La mia infanzia fu privilegiata, ma non in modo disgustoso. Ho piacevoli ricordi delle famose feste di Grande Dame Sybil (una prozia da parte di madre). Ne ricordo una di tre giorni, organizzata nell’arcipelago Manhattan, con ospiti venuti in navetta da Orbit City e dalle arcologie dell’Europa. Ricordo l’Empire State Building innalzarsi dalle acque, riflettere le luci nelle lagune e nei canali bordati di felci; sul pontile panoramico i VEM scaricavano passeggeri, mentre fuochi di cottura ardevano sulle montagnole circondate dall’acqua, piene d’erbacce, degli edifici più bassi.
In quei giorni, la Riserva Nordamericana era il nostro terreno di giochi privato. Si diceva che circa ottomila individui abitavano ancora quel misterioso continente, ma per metà erano ranger. L’altra metà comprendeva gli ARNisti fuorilegge che esercitavano il loro mestiere resuscitando specie di piante e di animali da lungo tempo assenti dall’ambiente antidiluviano del Nordamerica, gli ingegneri ecologici, primitivi patentati come i Sioux Ogalalla o la Gilda degli Angeli dell’Inferno, e qualche occasionale turista. Avevo un cugino che si diceva andasse in giro per la Riserva da una zona d’osservazione all’altra; ma si manteneva nel Midwest, dove le varie zone erano relativamente vicine e le orde di dinosauri molto meno numerose.
Nel primo secolo dopo il Grande Errore, Gea era ferita a morte ma lenta a morire.
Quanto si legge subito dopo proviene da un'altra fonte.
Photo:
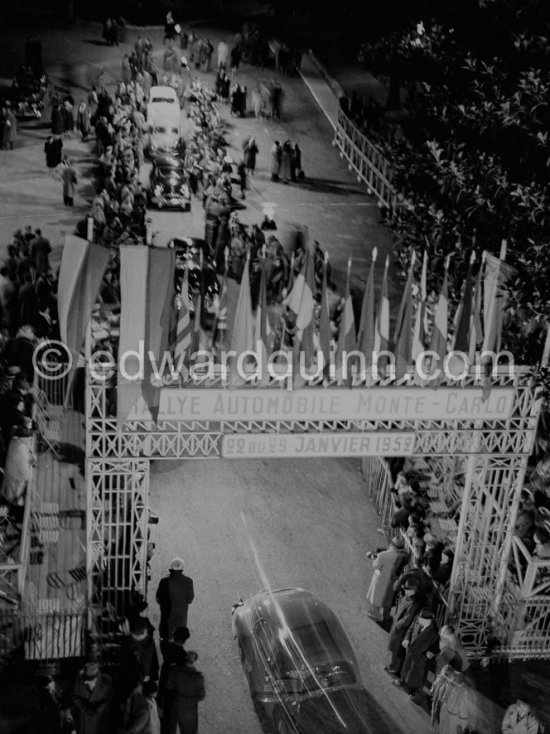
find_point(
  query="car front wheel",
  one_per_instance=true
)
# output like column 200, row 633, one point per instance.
column 282, row 723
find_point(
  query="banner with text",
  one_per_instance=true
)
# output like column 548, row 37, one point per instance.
column 259, row 445
column 331, row 404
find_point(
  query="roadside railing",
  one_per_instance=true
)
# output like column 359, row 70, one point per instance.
column 369, row 163
column 44, row 636
column 379, row 482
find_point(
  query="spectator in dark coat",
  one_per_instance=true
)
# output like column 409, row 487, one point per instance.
column 92, row 696
column 405, row 613
column 20, row 350
column 139, row 655
column 250, row 153
column 53, row 148
column 420, row 577
column 296, row 172
column 40, row 251
column 275, row 160
column 174, row 594
column 443, row 574
column 187, row 687
column 421, row 644
column 135, row 714
column 286, row 154
column 26, row 300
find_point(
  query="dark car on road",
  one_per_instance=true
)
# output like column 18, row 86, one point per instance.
column 29, row 92
column 301, row 669
column 193, row 255
column 169, row 184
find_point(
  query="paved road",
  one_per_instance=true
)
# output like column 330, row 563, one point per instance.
column 309, row 520
column 304, row 523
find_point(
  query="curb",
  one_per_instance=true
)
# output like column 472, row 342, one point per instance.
column 330, row 80
column 189, row 24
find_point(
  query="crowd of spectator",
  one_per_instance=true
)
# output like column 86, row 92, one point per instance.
column 27, row 316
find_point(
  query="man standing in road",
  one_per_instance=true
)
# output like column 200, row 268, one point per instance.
column 420, row 643
column 174, row 594
column 187, row 689
column 407, row 609
column 68, row 177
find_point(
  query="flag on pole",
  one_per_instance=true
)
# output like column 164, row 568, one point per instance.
column 324, row 322
column 365, row 338
column 405, row 300
column 382, row 325
column 182, row 351
column 403, row 328
column 134, row 265
column 463, row 316
column 347, row 339
column 476, row 327
column 220, row 325
column 242, row 337
column 262, row 330
column 300, row 299
column 199, row 337
column 419, row 332
column 159, row 304
column 438, row 341
column 497, row 274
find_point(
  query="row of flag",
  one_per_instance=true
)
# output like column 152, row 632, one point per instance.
column 419, row 326
column 148, row 316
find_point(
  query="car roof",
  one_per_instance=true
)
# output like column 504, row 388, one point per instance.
column 298, row 605
column 168, row 91
column 309, row 621
column 169, row 160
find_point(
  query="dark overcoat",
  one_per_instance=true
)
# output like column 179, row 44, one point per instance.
column 94, row 707
column 174, row 594
column 187, row 687
column 406, row 611
column 386, row 566
column 416, row 663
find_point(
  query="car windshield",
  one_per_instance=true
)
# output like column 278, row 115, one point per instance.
column 316, row 640
column 172, row 172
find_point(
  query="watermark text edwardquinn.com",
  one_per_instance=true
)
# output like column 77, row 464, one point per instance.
column 53, row 360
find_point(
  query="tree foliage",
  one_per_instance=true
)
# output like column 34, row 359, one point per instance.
column 471, row 156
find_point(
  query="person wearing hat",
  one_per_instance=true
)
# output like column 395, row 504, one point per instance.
column 387, row 566
column 174, row 594
column 92, row 696
column 405, row 613
column 519, row 718
column 185, row 686
column 139, row 654
column 173, row 653
column 20, row 459
column 421, row 643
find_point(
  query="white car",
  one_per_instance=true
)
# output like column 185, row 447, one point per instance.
column 163, row 117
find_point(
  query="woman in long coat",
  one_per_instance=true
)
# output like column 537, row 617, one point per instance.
column 126, row 69
column 286, row 154
column 275, row 161
column 19, row 461
column 250, row 153
column 387, row 566
column 53, row 148
column 68, row 176
column 421, row 642
column 9, row 127
column 295, row 161
column 83, row 119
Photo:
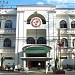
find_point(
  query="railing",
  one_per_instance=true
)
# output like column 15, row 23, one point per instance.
column 7, row 50
column 7, row 31
column 67, row 31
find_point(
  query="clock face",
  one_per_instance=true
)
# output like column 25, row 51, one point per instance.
column 36, row 22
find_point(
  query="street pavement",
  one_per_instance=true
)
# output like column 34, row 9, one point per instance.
column 35, row 73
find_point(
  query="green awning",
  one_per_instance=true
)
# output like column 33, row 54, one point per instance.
column 37, row 50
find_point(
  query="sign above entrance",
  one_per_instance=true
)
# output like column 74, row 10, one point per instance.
column 36, row 22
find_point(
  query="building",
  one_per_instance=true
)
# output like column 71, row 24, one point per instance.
column 30, row 35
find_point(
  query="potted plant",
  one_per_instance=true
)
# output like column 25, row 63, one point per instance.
column 58, row 70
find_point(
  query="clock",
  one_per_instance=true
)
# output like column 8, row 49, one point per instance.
column 36, row 22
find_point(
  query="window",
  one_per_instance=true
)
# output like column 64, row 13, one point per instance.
column 41, row 40
column 30, row 40
column 8, row 24
column 64, row 42
column 73, row 24
column 36, row 15
column 63, row 24
column 7, row 42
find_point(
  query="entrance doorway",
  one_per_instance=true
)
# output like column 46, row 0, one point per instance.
column 34, row 64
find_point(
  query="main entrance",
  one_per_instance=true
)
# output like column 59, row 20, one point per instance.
column 36, row 54
column 35, row 63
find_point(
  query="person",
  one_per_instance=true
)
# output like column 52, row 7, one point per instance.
column 47, row 67
column 39, row 64
column 13, row 66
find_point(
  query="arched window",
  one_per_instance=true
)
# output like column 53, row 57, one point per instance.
column 41, row 40
column 30, row 40
column 36, row 15
column 64, row 42
column 8, row 24
column 63, row 24
column 74, row 43
column 7, row 42
column 73, row 24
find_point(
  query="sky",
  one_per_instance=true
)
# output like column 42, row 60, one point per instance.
column 57, row 3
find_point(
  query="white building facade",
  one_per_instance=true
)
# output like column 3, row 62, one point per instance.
column 30, row 35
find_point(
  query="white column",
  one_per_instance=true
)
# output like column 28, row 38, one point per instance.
column 24, row 62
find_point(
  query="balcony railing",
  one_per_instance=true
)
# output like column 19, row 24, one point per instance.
column 67, row 31
column 7, row 31
column 7, row 50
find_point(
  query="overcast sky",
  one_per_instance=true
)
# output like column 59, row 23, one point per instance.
column 57, row 3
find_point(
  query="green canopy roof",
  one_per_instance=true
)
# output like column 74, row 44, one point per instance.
column 37, row 50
La devastazione era grande, nei Tempi Brutti… e questi arrivavano spesso in spasmi precisamente progettati, brevi periodi d’intervallo, conseguenze sempre più terribili dopo ogni attacco… ma la Terra continuava a esistere e si autoriparava al meglio.
La Riserva era, come ho detto, il nostro terreno di giochi; ma a ben vedere lo stesso valeva per tutta la Terra moribonda. A diciassette anni Mamma mi permise d’avere un VEM personale: non c’era posto al mondo che distasse da casa più di un’ora di volo. Il mio migliore amico, Amalfi Schwartz, viveva nelle Tenute di monte Erebus, in quella che un tempo era stata la Repubblica Antartica. Ci vedevamo ogni giorno. La proibizione dei teleporter sulla Vecchia Terra non ci dava il minimo fastidio: sdraiati di notte su qualche collina a guardare le diecimila Luci Orbitanti e i ventimila fari dell’Anello e le due o tremila stelle visibili non eravamo invidiosi, non sentivamo l’impulso di unirci all’Egira che già allora filava la seta del teleporter per formare la ragnatela dei Mondi. Eravamo felici.